Posted on September 7th, 2008 by Linda. Filed under Appetizer, Breakfast, Cantonese, Chinese, Chives, Dim Sum, Pork.

Gow Choi – Chinese chives are stronger in flavor — more garlicy taste than regular chives — than regular chives. The flat-leaf, foot-long green is used as a vegetable rather than used as a herb.

In this classic dim sum dish, the chives are mixed with shrimp and stuffed in a a dumpling. The crystal dumpling skin is made from a combination of wheat starch and tapioca starch which gives the dumplings a translucent look, and a chewy and “elastic” bite.

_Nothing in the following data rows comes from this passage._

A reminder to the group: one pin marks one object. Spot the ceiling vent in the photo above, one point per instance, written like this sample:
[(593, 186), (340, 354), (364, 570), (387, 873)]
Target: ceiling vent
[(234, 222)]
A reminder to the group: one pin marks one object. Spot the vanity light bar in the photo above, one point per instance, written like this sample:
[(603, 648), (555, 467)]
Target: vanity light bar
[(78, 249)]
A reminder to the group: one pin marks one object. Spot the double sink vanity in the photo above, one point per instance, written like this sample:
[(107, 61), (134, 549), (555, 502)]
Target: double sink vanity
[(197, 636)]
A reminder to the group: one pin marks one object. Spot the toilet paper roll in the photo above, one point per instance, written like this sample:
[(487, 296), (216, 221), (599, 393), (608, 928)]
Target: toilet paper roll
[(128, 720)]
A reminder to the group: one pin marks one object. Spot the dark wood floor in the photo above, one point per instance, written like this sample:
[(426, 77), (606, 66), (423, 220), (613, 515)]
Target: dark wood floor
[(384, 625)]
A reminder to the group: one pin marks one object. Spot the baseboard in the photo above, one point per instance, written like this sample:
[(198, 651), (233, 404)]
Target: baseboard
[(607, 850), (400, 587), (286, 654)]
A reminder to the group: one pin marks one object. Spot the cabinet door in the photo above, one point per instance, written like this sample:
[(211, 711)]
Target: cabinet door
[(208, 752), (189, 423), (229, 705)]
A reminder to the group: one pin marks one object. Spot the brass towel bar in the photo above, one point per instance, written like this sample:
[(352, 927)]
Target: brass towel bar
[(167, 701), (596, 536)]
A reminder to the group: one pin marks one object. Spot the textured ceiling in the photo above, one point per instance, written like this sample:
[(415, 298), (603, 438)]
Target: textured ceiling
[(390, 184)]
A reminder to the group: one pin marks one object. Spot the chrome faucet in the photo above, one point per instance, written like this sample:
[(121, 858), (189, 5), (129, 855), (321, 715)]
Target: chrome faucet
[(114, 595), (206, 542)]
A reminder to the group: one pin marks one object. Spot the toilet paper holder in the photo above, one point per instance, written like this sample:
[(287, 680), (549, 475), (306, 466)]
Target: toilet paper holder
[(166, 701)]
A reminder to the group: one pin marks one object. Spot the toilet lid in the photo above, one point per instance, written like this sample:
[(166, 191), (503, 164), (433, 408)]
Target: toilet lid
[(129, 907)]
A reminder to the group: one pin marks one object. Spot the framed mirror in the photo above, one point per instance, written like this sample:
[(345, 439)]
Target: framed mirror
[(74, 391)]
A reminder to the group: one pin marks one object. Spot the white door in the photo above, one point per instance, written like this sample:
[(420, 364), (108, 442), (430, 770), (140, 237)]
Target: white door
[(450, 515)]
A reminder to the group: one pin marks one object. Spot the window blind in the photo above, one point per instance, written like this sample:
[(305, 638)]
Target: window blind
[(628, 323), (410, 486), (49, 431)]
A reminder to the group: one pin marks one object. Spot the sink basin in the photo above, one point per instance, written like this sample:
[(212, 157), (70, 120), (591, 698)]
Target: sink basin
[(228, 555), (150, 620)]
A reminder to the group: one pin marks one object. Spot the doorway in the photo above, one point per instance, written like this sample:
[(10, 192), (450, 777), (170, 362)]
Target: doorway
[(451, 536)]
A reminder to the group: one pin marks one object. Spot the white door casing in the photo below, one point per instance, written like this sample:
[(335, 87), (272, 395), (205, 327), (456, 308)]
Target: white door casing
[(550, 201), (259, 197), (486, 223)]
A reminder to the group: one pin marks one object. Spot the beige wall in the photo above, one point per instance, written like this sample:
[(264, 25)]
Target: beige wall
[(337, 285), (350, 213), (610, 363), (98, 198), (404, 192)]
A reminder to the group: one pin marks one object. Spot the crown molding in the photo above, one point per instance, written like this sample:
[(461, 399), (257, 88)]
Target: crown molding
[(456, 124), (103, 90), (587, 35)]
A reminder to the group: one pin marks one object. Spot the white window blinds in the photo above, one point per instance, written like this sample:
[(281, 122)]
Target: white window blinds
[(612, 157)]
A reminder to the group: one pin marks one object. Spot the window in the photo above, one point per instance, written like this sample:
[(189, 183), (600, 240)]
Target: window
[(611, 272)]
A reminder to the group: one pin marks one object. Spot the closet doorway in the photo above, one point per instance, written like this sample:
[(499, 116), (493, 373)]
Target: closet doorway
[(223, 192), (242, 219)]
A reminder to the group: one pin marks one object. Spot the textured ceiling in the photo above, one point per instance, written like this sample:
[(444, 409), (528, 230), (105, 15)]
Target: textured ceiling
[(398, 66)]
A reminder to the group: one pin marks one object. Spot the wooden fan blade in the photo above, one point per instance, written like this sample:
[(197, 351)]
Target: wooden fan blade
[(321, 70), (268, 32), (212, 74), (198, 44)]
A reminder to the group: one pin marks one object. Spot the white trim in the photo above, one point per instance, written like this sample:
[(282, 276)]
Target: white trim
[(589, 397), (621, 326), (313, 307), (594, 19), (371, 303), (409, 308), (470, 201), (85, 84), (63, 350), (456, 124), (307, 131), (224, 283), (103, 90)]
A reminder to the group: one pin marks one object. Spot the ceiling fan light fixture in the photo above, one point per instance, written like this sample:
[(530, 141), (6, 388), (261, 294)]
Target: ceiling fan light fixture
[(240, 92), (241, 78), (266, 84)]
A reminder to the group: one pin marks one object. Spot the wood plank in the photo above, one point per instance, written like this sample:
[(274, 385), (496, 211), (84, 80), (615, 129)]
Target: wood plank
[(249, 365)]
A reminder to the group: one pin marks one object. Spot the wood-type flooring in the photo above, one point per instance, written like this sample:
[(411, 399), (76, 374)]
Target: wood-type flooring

Chef’s tip: Make sure that you use *boiling* water when making the dough as the starch needs to be cooked to turn it into a gooey mixture that forms the binding for the dough.

Crystal Dough:
2¼ cups wheat starch
3 Tablespoons tapioca starch
1½ cups boiling water
1½ Tablespoons vegetable shortening
12 oz raw shrimp, shelled and deveined (size 31/40 shrimp)
4 oz Chinese chives, blanched, minced to make 1 cup
¼ cup / 2 oz canned bamboo shoots, rinsed, pat dry and minced
4 Tablespoons cilantro, minced
1 Tablespoons soy sauce
2 Tablespoons Chinese rice wine or pale dry sherry
1 Tablespoon sesame oil
2 Tablespoons cornstarch
2 teaspoons sugar
½ teaspoon kosher salt
¼ teaspoon ground white pepper

Some tapioca starch
Napa or savoy cabbage leaves, whole leaves, blanched
Dipping sauce:
1/4 cup red wine vinegar
3 tablespoons water
10 slices ginger, thinly julienned

Preparing the dough.
1.    Combine the wheat starch and the tapioca starch. Form a well in the center. Gradually add the boiling water (must be boiling!), stirring until a ball forms.
2.    Cool a little, while still warm, stir in the shortening, a little at a time.  Transfer to a lightly floured board and knead for a few minutes until soft and smooth.
3.    Divide the dough into 4 balls. Cover dough with a damp tea cloth for 15 minutes.
Preparing the filling
4.    Chop/mince the shrimp with a cleaver on a cutting board until it becomes a rough paste.  Place in a large bowl.
5.    Cut the Chinese chives into 4 inch pieces, blanched in a pot of hot water (20 seconds).  Remove, and squeeze dry between two plates.  Chop the blanched chives finely.  Finely chop the bamboo shoots and cilantro.  Add to the shrimp.
6.    Mix all the seasoning ingredients together.  Pour into the shrimp and chives mixture and mix well.
Assembling the dumplings
7.    Take a dough portion, work into a round ball, flatten into a disc and using a rolling pin, roll out dough (switching to a right angle direction to the previous direction every few times) until the dough is uniformly 1/8 inch thick.  Use a round 3½ inch cookie cutter and stamp out round pastry skins.  You should have about 40 skins. Cover dough with a damp tea cloth as you work.
8.    Brush the edges of the pastry with a little water.  Place the pastry skin in your palm. Place 1 teaspoon of filling into dough, being careful to avoid the edges. Fold into half to make a crescent moon.  Using your thumb, form little pleats on the top edge of the crescent, and press the two layers together to seal. Make sure seams are well-sealed and place on a tray dusted with tapioca starch.
9.    Placed onto a steamer that is lined with blanched cabbage leaves or perforated parchment
10.    Steam over simmering water for 6-8 minutes or until the dumplings are translucent. Add water if necessary so that wok is not dried out.
Preparing the dipping sauce:
11.    Julienne ginger, and mix with red wine vinegar and water.  Serve with the dumplings.